Di dunia desain, segala bidang telah dilakoninya. Kaos untuk sederet distro, poster, dan sampul buku. Ia pernah menyabet juara 1,2 dan 3 sekaligus dalam lomba poster HAM untuk Munir, serta mendesain ratusan cover buku untuk berbagai penerbit, seperti Pustaka Pelajar, Jendela, Kreasi Wacana Galang Press dan Insist Press.

Pada ranah lukis, ia mempertemukan dua produk budaya, barat dan timur, juga visual teks dalam satu wadah. Tercatat ia pernah memenangkan Bandung Contemporary Art Award yang diselenggarakan oleh Lawangwangi Creative Space. Sedang pameran tunggal diantaranya adalah The Passage of Panji – Memory, Journey and Desire di Lawangwangi Creative Space, Bandung, pada 2014 dan Albrecht Durer and the Old Testament of Java, Galerie Michael Janssen, Singapore di tahun yang sama.

Riset untuk pameran JavaScript digagas sejak 2,5 tahun lalu. Dengan merujuk ke sejumlah teks keagamaan lokal seperti Negara Kartagama, Arjunawiwaha, Pararaton, Wedhatama, Ramayana dan Serat Centini, juga lukisan tua karya maestro barat seperti Albrecht Durer, Christoph Weigel dan Martin Schaongauer.

Proses riset mendalam berikut korespondensi antara teks, bahasa, budaya dan sejarah ini yang menimbulkan kelindan makna dalam karya-karya JavaScript.
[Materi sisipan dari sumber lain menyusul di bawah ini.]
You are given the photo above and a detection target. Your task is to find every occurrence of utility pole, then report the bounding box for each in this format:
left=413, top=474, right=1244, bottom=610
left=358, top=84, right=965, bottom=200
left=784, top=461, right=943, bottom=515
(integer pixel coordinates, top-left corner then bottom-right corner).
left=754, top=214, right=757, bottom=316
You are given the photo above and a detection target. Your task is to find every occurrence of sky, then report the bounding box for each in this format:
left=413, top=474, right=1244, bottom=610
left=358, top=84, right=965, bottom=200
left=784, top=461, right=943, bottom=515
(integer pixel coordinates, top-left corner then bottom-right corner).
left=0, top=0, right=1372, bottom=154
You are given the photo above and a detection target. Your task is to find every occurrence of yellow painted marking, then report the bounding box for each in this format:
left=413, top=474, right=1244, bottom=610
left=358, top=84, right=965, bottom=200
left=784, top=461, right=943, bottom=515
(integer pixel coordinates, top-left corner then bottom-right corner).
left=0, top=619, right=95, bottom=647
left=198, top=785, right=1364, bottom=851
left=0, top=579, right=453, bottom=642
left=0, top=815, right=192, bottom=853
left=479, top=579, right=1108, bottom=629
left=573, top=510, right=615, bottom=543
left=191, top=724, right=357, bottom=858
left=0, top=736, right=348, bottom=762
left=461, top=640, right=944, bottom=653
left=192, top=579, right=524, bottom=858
Kelindan makna itu muncul karena tak hanya menerobos batas geografis timur-barat tapi juga menerobos dimensi waktu, pola produksi dan karakter visual. “Maka pemirsa pameran sedikit banyak akan dituntut untuk melakukan penelusuran intelektual yang cukup rumit untuk mendapatkan korelasi yang koheren,” kata kurator JavaScript, Asmudjo Jono Irianto.

Menariknya, jika selama ini ilmu pengetahuan dan berbagai produk budaya turunannya menggunakan perspektif orientalis dalam melihat timur, karya Eddy justru sebaliknya. Eddy menelaah budaya barat dengan modal identitas kebudayaan timur yang telah ajeg. “Perspektif okesidentalis ini jarang digunakan ilmuan maupun seniman,” katanya.

Kurator lain pameran ini, Suwarno Wisetrotomo mengatakan karya-karya ini tak hanya memancarkan watak historis yang kuat tapi juga memunculkan kesadaran soal identitas. Sebuah momentum yang ia nilai tepat di tengah kondisi bangsa yang limbung dan tidak percaya diri di antara pergaulan global.

Ada begitu banyak orang Indonesia yang kehilangan nilai-nilai lokalitasnya. Ada begitu banyak orang jawa yang kehilangan identitas kejawaannya. “Karya ini membangkitkan kesadaran bahwa kita tidak punya alasan untuk tidak percaya diri di tengah pergaulan dunia. Kita bukan bangsa miskin, kita punya modal budaya sejarah yang tidak terkira. Manuskrip Jawa ini menunjukan itu semua,” kata Suwarno.